Hey Patrick -- it struck me that Morrison's apotheosis (redux) of Jean occurs as she is carried into the sun. The apotheosis of Superman occurs when he becomes digital information consciousness and enters the heart of the sun. And if I remember right (though my brain is shakey on the details), don't astronauts encounter the sun-like barbelith in 2012, heralding the emergence of the super-context and apotheosis of humanity?

I am hoping you will tackle All-Star Superman after you finish Here Comes Tomorrow.

Always enjoy your work!
Troy

Patrick said...

I've been wanting to write up All Star Superman #12, it was an amazing issue, with a lot to discuss, but I've been caught up in a bunch of things, and wanted to write up these X-Men reviews while they're still fresh. But, I'll get to it eventually. I'm hoping one day to have writeups of every Morrison work on here.

Anyway, Morrison and the sun is an ongoing theme, I remember the moment I really fell in love with his work was in the first issue of 'Entropy in the UK,' when Gideon Stargrave sees Barbelith and a caption reads "Set the Controls for the Heart of the Sun." The astronauts encounter Barbelith behind the moon, and it is the intersection of humanity with Barbelith that seems to instigate the birth of a new age.

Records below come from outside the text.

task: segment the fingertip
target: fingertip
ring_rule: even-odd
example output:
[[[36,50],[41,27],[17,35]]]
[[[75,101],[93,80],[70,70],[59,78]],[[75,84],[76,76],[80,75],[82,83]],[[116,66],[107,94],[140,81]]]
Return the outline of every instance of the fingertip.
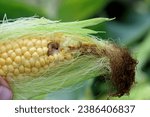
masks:
[[[0,100],[11,100],[12,91],[5,86],[0,86]]]

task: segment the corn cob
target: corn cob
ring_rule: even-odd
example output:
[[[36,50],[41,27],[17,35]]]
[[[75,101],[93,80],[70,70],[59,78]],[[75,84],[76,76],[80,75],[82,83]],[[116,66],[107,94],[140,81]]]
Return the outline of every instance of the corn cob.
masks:
[[[109,19],[59,23],[27,18],[1,24],[0,75],[10,83],[14,99],[29,99],[100,75],[110,76],[118,96],[128,93],[135,60],[126,50],[89,36],[96,31],[83,29],[104,21]]]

The Superman moment fits right with what Morrison's been doing all his career, but the amazing thing about that book for me is the way that, despite being full of classic Morrison concepts, it doesn't seem like anyone is actually writing it. It feels like just tapping into the rich archetypal essence of Superman himself. And, considering the way Superman builds our world in #10, perhaps that is what's happening.